New Jersey Hospital Association officials have expressed concern about how an Affordable Care Act repeal without immediate replacement would negatively affect hospitals, predicting there would be a shortage of money through charity care to help uninsured people pay for services.
State hospitals use charity care money to treat low-income and underinsured people. Funding has been halved since 2010, but more than 500,000 people got coverage through expansion of the state Medicaid program in 2014.
Christie proposed an additional decrease of $50 million in charity care funding for the 2018 budget.
Betsy Ryan, president and CEO of the New Jersey Hospital Association, said uncertainty for the now-800,000 New Jersey residents who have health insurance under the Affordable Care Act was the prime reason to keep charity care funding until more was known about how people would be covered in the future.
Other items in Christie’s $35.6 billion spending plan for fiscal year 2018 included $30 million toward a graduate medical education program to address doctor and nurse shortages in the state and $200 million in state and federal funds to help disabled adults.
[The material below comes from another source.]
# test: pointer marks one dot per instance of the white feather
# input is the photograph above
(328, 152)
Christie plans to devote $430 million to addiction services. The state budget sets aside money for screening programs, youth in-patient placements, expansions and continuations of the Recovery Dorms, Recovery Coaches and Drug Court programs as well as reopening the Mid-State Correctional Facility as a substance use disorder treatment program site.
Ryan and other leaders agreed on Christie’s agenda to save residents, and thus the state, from additional health care spending by better regulating and reducing out-of-network surprise insurance bills. A bipartisan bill is making its way through the Legislature.